Noreddine Bezziou, grand reporter à FRANCE 24, était l'un des rares journalistes présents dans la zone du site gazier algérien de Tiguentourine, près d'In Amenas. Témoignage.
Noreddine Bezziou, grand reporter à FRANCE 24, était l’envoyé spécial de la rédaction dans la zone du site gazier algérien de Tiguentourine, situé près d'In Amenas, cible d'une attaque et d'une prise d'otages par un commando djihadiste le 16 janvier. Il livre ici ses impressions et son témoignage sur cet évènement.
Sachant que les autorités algériennes ont entretenu le flou autour de cette prise d’otages, pouvez-vous nous décrire vos conditions de travail sur place ?

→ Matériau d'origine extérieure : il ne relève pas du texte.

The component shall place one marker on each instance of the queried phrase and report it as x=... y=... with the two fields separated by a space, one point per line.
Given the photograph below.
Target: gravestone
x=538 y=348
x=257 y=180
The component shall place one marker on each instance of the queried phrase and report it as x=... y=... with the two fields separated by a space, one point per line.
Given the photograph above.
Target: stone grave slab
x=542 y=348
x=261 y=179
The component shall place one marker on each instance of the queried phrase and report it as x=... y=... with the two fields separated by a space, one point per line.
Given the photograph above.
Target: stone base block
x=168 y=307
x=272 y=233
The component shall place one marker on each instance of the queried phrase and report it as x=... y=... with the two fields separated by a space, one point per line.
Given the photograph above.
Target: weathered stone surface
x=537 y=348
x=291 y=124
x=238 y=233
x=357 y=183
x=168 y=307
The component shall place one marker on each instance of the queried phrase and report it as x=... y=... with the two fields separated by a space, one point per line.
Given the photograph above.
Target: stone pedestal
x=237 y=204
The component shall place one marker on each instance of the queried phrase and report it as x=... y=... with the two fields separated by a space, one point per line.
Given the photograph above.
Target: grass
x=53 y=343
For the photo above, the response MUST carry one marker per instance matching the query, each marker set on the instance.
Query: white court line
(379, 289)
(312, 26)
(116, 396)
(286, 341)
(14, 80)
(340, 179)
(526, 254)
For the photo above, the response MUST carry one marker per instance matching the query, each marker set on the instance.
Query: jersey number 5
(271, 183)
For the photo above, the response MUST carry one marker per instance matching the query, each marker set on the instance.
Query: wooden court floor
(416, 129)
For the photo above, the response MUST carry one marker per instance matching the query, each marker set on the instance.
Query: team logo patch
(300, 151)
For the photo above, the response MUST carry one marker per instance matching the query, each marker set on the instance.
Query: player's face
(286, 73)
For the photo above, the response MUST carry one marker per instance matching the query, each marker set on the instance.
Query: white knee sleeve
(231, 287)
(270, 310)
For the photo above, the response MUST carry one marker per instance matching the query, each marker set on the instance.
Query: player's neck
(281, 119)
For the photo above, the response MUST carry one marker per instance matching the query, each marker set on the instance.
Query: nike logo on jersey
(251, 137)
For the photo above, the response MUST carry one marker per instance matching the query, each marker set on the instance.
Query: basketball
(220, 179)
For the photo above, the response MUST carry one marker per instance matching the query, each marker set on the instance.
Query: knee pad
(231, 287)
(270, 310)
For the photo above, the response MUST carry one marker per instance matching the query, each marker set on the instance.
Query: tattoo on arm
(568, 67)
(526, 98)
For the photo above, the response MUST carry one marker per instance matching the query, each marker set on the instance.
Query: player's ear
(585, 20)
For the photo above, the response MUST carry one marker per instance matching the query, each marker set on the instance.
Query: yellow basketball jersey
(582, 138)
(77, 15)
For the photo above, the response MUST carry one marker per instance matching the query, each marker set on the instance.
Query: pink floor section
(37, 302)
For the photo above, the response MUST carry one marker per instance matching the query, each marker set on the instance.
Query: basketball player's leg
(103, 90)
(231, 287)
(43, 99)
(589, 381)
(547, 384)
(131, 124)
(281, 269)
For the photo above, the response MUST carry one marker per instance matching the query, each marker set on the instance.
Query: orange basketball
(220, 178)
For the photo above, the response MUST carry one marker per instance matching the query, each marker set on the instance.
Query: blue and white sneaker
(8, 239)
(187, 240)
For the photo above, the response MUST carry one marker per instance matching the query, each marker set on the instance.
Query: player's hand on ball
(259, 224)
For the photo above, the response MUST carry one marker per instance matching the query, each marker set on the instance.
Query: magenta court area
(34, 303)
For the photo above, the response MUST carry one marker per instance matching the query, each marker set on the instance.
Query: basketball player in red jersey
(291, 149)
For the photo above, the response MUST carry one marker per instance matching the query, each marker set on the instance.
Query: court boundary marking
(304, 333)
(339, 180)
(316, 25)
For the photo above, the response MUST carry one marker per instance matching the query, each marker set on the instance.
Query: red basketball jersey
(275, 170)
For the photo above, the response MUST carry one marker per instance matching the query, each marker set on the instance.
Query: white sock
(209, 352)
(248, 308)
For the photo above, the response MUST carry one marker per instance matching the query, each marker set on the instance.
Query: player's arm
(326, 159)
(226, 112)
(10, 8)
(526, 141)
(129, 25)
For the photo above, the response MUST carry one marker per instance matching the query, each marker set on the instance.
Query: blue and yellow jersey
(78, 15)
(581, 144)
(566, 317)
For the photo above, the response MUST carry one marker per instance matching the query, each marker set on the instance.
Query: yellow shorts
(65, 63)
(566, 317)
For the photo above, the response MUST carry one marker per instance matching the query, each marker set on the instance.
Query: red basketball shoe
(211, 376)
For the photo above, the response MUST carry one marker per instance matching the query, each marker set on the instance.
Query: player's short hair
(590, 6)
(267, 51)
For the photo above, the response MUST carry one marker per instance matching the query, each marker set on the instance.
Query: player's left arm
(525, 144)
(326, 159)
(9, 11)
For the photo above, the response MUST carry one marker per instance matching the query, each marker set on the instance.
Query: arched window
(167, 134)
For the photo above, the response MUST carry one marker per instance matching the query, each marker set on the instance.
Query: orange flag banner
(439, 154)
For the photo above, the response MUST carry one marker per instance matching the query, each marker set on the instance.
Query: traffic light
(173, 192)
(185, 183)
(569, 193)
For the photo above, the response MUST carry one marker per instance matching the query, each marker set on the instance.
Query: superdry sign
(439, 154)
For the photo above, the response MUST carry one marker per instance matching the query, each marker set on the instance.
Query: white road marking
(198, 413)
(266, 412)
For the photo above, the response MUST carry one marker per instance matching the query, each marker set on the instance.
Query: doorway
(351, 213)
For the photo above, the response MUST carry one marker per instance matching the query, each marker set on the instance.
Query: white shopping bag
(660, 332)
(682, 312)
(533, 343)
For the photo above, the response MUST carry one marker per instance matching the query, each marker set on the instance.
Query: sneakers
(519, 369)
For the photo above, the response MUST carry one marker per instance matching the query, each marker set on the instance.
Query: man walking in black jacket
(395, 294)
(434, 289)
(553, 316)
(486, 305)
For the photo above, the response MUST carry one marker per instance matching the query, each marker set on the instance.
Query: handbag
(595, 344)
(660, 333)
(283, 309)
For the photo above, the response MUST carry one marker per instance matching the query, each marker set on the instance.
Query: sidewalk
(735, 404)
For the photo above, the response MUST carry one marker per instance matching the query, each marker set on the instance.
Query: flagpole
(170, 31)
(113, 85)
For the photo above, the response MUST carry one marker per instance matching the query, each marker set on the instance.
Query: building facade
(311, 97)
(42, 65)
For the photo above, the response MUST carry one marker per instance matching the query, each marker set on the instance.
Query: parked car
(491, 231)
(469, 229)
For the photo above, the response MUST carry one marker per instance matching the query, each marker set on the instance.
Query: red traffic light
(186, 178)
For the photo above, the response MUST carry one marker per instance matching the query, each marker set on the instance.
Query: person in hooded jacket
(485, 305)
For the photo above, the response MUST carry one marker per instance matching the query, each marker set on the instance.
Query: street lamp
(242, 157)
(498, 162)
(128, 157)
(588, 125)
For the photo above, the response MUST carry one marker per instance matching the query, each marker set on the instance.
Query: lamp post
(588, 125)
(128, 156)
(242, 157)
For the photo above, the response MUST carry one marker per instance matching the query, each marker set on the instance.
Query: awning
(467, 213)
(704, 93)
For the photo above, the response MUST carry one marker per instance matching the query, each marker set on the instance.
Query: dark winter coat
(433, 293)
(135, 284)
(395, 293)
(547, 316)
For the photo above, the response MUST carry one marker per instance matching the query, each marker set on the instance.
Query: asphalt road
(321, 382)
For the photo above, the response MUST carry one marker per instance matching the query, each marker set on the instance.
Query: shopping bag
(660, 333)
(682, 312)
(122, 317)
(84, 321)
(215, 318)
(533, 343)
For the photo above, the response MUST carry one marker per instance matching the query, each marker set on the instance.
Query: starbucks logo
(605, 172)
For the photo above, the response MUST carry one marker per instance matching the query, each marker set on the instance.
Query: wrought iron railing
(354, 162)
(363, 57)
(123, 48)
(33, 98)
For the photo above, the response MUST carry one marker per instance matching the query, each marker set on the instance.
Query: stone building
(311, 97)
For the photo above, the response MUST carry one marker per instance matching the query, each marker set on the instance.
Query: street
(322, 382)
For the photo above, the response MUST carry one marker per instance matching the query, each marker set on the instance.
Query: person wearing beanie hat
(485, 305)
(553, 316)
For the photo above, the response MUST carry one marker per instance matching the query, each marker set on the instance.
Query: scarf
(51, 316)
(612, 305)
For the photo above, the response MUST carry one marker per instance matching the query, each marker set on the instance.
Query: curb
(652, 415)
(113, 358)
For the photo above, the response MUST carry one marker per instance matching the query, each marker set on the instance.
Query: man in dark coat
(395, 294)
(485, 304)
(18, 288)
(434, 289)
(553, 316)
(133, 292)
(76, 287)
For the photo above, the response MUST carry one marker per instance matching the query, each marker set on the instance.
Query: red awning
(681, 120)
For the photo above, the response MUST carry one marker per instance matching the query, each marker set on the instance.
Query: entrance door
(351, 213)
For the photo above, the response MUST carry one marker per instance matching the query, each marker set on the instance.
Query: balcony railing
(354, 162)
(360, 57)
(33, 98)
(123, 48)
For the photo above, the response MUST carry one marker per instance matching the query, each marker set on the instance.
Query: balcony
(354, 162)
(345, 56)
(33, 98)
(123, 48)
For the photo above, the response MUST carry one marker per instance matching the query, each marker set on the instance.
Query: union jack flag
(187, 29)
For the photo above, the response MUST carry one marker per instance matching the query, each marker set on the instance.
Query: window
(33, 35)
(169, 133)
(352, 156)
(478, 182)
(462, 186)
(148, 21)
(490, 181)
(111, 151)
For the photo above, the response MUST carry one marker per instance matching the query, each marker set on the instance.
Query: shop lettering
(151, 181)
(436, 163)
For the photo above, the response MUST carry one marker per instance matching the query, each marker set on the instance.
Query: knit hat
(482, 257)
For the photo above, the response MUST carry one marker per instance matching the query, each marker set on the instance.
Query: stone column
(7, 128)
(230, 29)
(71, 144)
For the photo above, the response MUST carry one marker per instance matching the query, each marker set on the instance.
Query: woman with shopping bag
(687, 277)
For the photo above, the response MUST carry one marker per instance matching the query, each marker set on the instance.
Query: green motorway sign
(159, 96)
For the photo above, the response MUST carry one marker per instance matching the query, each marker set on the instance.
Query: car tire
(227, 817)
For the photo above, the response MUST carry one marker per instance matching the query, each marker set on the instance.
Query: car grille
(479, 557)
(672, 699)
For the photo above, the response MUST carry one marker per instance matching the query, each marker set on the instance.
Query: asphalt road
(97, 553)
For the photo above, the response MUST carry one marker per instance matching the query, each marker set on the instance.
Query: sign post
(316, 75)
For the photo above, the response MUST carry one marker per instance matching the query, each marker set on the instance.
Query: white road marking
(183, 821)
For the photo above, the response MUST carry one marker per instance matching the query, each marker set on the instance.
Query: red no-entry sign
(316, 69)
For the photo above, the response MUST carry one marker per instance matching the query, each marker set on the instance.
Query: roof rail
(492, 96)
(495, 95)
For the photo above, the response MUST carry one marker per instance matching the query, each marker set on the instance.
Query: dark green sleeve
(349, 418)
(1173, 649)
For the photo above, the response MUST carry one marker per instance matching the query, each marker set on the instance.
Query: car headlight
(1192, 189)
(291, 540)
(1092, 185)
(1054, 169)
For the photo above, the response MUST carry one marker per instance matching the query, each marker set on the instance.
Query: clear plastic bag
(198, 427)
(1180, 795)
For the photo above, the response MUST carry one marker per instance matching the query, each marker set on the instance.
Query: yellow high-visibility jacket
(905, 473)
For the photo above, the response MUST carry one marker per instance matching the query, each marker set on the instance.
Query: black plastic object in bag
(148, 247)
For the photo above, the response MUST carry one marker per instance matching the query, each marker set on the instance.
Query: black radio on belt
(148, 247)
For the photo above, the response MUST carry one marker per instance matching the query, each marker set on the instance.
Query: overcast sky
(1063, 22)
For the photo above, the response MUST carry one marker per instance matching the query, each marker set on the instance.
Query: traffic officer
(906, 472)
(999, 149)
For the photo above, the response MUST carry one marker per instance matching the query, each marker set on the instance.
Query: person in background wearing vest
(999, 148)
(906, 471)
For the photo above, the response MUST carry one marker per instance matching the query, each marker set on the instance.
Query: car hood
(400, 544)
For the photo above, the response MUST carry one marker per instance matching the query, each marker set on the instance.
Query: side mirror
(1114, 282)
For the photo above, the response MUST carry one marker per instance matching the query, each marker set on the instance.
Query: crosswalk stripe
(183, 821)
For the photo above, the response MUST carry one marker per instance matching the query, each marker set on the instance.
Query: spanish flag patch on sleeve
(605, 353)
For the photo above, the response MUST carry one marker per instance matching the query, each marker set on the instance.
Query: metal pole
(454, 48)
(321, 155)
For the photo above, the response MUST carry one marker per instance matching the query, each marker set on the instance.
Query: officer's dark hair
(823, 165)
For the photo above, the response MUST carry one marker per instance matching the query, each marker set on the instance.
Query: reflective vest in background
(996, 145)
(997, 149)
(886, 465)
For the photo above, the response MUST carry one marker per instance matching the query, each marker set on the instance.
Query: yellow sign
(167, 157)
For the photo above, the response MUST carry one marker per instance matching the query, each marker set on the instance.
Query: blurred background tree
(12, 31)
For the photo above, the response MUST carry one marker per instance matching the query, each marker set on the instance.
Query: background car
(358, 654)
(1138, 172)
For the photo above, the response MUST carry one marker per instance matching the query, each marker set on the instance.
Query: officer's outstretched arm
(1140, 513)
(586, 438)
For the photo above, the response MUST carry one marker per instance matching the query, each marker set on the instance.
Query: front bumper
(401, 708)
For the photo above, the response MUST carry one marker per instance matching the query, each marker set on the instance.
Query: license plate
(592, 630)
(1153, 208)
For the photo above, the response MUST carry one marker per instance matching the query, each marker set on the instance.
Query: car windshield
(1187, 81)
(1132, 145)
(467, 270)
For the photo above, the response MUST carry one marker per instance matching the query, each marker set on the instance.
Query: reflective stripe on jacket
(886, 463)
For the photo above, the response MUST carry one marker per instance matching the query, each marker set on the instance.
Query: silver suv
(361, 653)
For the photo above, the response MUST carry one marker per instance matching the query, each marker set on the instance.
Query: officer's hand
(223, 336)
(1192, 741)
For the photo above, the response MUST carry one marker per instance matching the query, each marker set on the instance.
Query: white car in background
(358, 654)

Noreddine Bezziou : Nous étions tenus à l’écart, il était très difficile de travailler pendant toute la durée de la prise d’otages. La communication était restreinte et les instructions étaient claires : il ne fallait pas parler et ne rien laisser filtrer. Au final, mis à part l’armée, il semble que tout le monde était dans le flou. En outre, seule une poignée de caméramans et de photographes locaux étaient présents sur place, il n’y avait aucun correspondant de médias étrangers. Nul ne pouvait se rapprocher du site de la prise d’otages, un barrage de l’armée, placé à 15 kilomètres des lieux, nous barrant la route. Nous avons pu recueillir les témoignages des travailleurs algériens qui ont quitté le site après l’offensive de l’armée algérienne. Beaucoup d’entre eux s’étaient cachés pendant plusieurs jours, sans rien manger. Ils étaient très effrayés, seuls certains d’entre eux ont accepté de nous parler, après leur arrivée en bus, affrétés par les autorités, à In Amenas, situé à 40 kilomètres du complexe gazier. Je pense qu’il faudra attendre un certain temps avant que toute la lumière soit faite sur cette affaire, qui n’a pu avoir lieu sans de nombreuses complicités. Nul doute que de nombreux secrets seront dévoilés tôt ou tard.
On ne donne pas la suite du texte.